Etf funds fell a few points to cover their positions.

Etf funds fell a few points to cover their positions, so you need to consult relevant information to answer. According to years of learning experience, if you answer that etf funds have fallen by a few points to cover their positions, you can get twice the result with half the effort. Here is to share the experience of etf funds falling a few points to cover their positions for your reference.

Etf funds fell a few points to cover their positions.

ETF funds fall by _ _ _ 7 points _ _ _ _ and can cover positions.

Covering positions is a passive contingency strategy after quilt cover. When the net value of the fund keeps falling and your investment strategy can't keep up with the market, you can consider covering the position to resume the operation of this stock, control the loss within a certain range, and reduce the cost by covering the position, so as to sell it at a high level.

However, before covering positions, we need to determine our investment strategy for ETF funds, analyze the current market situation, and choose the appropriate timing and quantity for covering positions. Because covering positions is a risky operation, if the market trend changes, ETF funds continue to fall, which may lead to greater losses.

Calculation of fund coverage cost

The calculation formula of the fund's cost of covering positions is: cost price after covering positions = (original cost price _ _ original shares+new subscription cost price)/(original shares+new subscription cost price).

For example, suppose the original value of the fund you hold is 1 0,000 yuan, and the fund you hold after covering the position is 1 500 yuan, then your cost price becomes (1 0,000+500)/1500 =/kloc-0.

It should be noted that the calculation method of the coverage cost of the fund is not fixed, and it will be different according to the individual's investment situation. The rise and fall of the fund will also affect the cost price of investors.

Calculation formula of fund liquidation and equal share

The calculation formula of fund covering positions is: average cost = total fund investment ÷ market value of fund positions.
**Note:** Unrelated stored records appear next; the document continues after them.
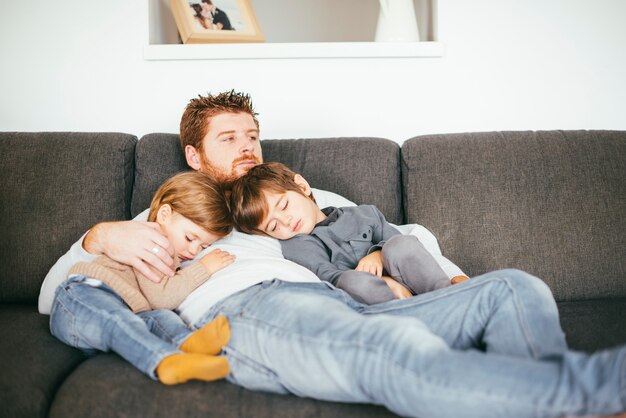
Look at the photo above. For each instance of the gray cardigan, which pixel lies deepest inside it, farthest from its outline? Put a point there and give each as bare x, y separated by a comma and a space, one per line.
340, 241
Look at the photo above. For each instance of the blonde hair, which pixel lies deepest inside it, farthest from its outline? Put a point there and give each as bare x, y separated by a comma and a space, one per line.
247, 198
197, 197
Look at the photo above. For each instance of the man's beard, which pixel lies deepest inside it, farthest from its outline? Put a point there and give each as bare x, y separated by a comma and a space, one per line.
219, 174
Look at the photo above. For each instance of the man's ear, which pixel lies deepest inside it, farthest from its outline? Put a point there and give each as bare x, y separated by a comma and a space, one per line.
193, 157
302, 184
164, 214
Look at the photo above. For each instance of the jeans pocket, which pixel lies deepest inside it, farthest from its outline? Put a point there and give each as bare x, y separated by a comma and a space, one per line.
251, 375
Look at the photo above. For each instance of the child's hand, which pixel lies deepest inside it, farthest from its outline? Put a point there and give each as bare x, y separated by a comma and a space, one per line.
458, 279
371, 263
216, 260
398, 290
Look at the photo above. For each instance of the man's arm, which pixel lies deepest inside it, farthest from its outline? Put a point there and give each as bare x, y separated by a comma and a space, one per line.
128, 242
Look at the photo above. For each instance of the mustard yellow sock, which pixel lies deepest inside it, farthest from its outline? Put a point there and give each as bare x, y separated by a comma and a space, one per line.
209, 339
179, 368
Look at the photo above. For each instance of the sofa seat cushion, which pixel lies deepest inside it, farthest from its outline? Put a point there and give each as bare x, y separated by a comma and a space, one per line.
55, 186
32, 362
594, 324
107, 386
551, 203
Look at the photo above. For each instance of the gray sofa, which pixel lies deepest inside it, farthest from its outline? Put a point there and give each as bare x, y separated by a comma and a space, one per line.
552, 203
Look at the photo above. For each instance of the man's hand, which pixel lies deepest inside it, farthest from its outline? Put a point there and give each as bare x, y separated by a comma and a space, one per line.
137, 244
216, 260
371, 263
398, 290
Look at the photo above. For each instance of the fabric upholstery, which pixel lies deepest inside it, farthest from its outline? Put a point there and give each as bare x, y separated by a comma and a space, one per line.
332, 164
158, 157
32, 361
106, 385
56, 186
551, 203
596, 324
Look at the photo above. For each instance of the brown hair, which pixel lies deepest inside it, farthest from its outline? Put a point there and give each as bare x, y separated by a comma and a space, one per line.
194, 123
247, 198
198, 198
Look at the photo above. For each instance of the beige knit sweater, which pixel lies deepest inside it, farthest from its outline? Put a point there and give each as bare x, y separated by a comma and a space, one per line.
140, 293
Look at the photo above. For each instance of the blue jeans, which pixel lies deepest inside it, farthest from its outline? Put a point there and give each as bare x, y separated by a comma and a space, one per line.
97, 319
490, 347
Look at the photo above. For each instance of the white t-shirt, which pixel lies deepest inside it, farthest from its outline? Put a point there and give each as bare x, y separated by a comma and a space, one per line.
258, 259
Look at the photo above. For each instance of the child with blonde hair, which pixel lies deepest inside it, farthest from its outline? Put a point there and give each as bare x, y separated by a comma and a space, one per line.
354, 248
108, 306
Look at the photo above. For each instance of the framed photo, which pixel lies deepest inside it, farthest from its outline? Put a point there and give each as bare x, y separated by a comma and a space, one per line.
207, 21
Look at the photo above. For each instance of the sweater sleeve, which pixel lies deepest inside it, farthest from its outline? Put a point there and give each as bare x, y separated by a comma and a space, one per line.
58, 272
172, 290
310, 252
382, 231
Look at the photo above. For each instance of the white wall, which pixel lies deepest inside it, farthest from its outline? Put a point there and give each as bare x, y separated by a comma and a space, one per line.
74, 65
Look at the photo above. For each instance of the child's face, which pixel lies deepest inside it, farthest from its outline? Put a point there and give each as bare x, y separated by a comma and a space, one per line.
187, 238
289, 214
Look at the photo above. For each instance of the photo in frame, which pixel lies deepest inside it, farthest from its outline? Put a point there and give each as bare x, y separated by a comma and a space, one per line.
216, 21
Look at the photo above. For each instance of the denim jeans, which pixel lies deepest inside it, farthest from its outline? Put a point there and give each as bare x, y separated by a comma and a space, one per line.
489, 347
97, 319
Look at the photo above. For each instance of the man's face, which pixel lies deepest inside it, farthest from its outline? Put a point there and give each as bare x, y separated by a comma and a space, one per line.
231, 146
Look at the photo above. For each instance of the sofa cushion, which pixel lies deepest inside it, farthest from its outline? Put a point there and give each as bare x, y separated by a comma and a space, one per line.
107, 386
56, 185
552, 203
33, 362
592, 325
364, 170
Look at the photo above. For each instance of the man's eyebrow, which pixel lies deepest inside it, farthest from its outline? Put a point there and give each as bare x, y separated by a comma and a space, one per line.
232, 131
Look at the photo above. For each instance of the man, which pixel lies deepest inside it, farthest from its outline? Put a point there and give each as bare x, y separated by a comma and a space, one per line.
489, 347
218, 17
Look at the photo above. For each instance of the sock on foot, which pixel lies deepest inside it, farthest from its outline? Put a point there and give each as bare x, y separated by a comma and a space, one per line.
209, 339
179, 368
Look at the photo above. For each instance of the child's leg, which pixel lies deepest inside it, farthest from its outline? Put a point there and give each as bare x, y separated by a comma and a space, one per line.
96, 318
364, 287
407, 261
170, 327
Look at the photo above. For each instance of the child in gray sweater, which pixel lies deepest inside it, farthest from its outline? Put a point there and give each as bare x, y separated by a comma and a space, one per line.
354, 248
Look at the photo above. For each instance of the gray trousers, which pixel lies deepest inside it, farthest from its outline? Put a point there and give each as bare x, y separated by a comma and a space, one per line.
407, 261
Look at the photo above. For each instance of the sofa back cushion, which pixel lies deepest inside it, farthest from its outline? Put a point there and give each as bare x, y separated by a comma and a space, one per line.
552, 203
364, 170
56, 185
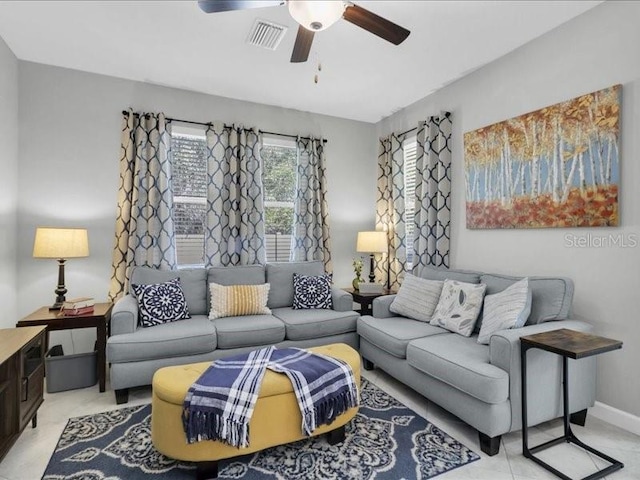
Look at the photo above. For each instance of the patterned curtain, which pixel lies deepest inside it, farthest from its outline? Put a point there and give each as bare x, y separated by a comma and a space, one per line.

For example, investors invest 654.38 million yuan in a fund. After a continuous decline, the current market value of fund positions is 80,000 yuan, and the average cost is 80,000 yuan/80,000 yuan = 654.38+0 yuan.

When the market value of fund positions rises, after the fund is redeemed, it will make up the position to achieve the purpose of average cost.

What should I do if the fund rises after covering the position?

The fund rose after covering the position, indicating that the previous covering position was correct. Don't worry, you can continue to hold the fund at this time, and the subsequent fund prices will continue to fluctuate according to market conditions.

Of course, if the price of the follow-up fund increases greatly, we can consider selling the rising part and converting it into other products to maximize the income.

Can fund covering positions reduce costs?

Funds covering positions can reduce costs.

Covering positions is a way to be locked up. For retail investors, in essence, they are actively locked in, reducing costs by covering positions, waiting for the later rebound and selling, and earning the difference.

However, covering positions may further reduce costs, so you need to carefully consider your investment objectives and risk tolerance before deciding whether to cover positions. If the market falls, you may lose more money. If you can't afford this risk, then you may need to find other ways to invest.

Etf funds fell a few points to cover their positions, that's all.